Au cours de l’année écoulée, le conflit au Moyen-Orient a entraîné une volatilité importante des prix du pétrole, en particulier en raison des craintes que les infrastructures pétrolières et gazières des principaux producteurs de matières premières soient endommagées si le conflit s’intensifiait.
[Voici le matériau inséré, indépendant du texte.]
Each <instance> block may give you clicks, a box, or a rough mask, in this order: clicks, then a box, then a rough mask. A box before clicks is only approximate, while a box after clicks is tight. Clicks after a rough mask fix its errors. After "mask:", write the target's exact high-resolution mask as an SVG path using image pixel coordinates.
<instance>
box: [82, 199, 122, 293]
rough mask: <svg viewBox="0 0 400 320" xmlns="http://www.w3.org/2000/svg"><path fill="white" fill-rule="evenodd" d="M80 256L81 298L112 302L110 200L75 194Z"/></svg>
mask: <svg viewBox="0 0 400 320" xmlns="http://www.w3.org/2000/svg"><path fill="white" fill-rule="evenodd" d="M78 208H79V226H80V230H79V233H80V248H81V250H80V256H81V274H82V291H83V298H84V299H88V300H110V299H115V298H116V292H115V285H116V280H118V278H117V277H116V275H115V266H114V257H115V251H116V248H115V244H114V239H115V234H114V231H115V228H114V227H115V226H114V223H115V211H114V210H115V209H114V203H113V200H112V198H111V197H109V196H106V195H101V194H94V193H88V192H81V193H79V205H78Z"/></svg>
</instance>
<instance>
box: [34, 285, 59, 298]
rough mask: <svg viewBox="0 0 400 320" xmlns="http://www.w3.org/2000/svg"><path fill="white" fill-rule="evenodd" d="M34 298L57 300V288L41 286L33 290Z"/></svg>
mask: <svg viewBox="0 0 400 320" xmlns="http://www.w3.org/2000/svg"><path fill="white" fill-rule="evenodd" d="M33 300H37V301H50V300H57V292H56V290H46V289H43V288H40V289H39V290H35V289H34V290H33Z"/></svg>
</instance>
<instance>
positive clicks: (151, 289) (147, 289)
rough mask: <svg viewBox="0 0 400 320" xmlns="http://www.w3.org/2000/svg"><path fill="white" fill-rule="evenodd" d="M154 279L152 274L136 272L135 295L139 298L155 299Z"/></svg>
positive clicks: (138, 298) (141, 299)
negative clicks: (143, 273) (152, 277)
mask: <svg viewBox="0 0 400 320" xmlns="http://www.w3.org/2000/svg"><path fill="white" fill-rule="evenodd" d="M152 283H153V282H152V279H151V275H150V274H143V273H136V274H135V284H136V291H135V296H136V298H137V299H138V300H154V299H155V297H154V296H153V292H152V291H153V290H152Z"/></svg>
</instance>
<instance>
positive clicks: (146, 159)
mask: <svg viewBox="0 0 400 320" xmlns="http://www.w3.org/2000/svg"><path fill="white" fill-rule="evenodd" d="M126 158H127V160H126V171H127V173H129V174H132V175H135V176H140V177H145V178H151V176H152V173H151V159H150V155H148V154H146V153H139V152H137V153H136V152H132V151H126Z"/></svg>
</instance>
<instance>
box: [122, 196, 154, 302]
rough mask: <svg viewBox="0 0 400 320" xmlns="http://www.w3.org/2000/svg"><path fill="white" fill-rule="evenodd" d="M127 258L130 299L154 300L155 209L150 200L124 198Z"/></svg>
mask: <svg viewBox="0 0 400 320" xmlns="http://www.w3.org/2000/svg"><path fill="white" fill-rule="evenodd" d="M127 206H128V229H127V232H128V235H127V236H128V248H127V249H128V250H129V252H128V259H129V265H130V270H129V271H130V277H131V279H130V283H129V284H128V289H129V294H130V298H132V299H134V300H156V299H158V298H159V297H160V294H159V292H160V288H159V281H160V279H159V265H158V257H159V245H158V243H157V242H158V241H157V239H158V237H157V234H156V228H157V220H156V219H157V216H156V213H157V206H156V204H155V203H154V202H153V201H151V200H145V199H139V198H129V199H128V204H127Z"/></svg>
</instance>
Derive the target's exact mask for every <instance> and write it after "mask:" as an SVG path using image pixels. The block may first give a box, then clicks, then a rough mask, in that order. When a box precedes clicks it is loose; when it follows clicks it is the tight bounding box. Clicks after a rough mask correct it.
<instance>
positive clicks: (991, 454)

Si le conflit ne s’intensifie pas, le prix moyen annuel du brut Brent devrait tomber à 73 dollars en 2025, son plus bas niveau depuis quatre ans, contre 80 dollars le baril cette année.
Le rapport évalue également ce qui pourrait se passer si le conflit devait s’intensifier, en particulier s’il aboutissait à une réduction de l’offre mondiale de pétrole de 2 %, soit de 2 millions de barils par jour, d’ici la fin de l’année – une ampleur de perturbation qui s’est produite lors de la guerre civile libyenne en 2011 et de la guerre en Irak en 2003. Si une perturbation similaire devait se reproduire, les prix du Brent augmenteraient dans un premier temps fortement pour atteindre un pic de 92 dollars le baril. Cependant, les producteurs de pétrole non touchés par le conflit pourraient rapidement réagir à la hausse des prix en augmentant leur production de pétrole. En conséquence, la flambée des prix pourrait être relativement brève, le prix du pétrole s’établissant en moyenne à 84 dollars le baril en 2025. Ce niveau serait toujours supérieur de 15 % aux prévisions de base pour 2025, mais seulement de 5 % à la moyenne de 2024.
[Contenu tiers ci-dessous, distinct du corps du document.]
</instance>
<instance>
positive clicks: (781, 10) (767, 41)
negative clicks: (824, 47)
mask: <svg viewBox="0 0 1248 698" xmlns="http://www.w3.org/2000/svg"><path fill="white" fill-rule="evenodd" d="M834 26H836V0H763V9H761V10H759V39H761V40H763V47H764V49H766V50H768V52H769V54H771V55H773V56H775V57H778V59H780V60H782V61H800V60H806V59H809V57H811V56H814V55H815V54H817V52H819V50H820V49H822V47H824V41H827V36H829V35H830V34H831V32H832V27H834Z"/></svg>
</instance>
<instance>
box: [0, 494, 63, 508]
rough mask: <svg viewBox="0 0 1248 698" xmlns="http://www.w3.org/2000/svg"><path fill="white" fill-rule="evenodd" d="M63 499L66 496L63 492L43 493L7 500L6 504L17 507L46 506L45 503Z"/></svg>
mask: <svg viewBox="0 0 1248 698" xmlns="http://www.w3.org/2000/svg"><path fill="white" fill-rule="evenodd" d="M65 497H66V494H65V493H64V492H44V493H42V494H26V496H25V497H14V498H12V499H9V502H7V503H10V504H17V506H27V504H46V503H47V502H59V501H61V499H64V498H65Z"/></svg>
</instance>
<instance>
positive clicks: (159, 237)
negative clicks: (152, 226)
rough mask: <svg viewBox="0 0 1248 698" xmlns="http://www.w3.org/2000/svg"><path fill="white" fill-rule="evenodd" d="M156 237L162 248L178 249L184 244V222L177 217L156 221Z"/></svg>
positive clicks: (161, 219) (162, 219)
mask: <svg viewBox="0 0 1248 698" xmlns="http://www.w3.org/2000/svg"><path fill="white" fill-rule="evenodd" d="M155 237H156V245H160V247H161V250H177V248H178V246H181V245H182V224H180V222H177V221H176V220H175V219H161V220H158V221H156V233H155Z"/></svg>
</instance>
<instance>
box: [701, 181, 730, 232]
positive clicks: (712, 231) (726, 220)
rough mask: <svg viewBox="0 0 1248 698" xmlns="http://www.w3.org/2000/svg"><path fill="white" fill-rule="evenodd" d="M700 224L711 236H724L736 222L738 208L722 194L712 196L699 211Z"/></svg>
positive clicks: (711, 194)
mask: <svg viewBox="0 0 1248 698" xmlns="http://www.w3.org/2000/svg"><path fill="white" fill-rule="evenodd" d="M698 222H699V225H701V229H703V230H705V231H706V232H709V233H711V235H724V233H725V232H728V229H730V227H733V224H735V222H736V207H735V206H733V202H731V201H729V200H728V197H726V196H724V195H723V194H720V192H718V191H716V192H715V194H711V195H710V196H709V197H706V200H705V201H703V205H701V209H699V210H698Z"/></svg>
« La bonne nouvelle est que l’économie mondiale semble être en bien meilleure position qu’avant pour faire face à un choc pétrolier important », a déclaré Ayhan Kose, économiste en chef adjoint du Groupe de la Banque mondiale et directeur du Groupe des perspectives. « Cela ouvre des opportunités rares pour les responsables politiques des économies en développement : premièrement, la baisse des prix des matières premières peut constituer un complément utile à la politique monétaire pour ramener l’inflation aux objectifs ; deuxièmement, les responsables politiques ont la possibilité de réduire les coûteuses subventions aux énergies fossiles. »
Le prix moyen de l’or, un choix populaire pour les investisseurs en quête de « valeur refuge », devrait atteindre un record cette année, en hausse de 21 % par rapport à la moyenne en 2023. L’or occupe une place particulière parmi les actifs, son prix augmentant souvent en période d’incertitude géopolitique et politique, y compris en cas de conflit. Au cours des deux prochaines années, le prix de l’or devrait rester 80 % plus élevé que la moyenne des cinq années précédant la pandémie de COVID-19, et ne baisser que légèrement. Le prix des métaux industriels devrait rester stable en 2025-26, la faiblesse du secteur immobilier chinois étant compensée par des conditions d’offre serrées et une demande croissante pour certains métaux issus de la transition énergétique. Toutefois, des résultats de croissance inattendus en Chine pourraient provoquer une volatilité sur les marchés des métaux.
Une section spéciale du rapport examine les raisons pour lesquelles les mouvements des prix mondiaux des matières premières ont été si synchronisés pendant et après la pandémie. Elle constate que les prix des matières premières ont évolué en tandem au cours de la période 2020-23 en raison des répercussions économiques mondiales de la pandémie ainsi que de chocs de grande ampleur spécifiques aux matières premières, tels que l’invasion de l’Ukraine par la Russie. Les augmentations de prix synchronisées ont tendance à entraîner une hausse de l’inflation mondiale et une baisse de la croissance économique. Au cours de l’année écoulée, les mouvements de prix sont devenus moins synchronisés.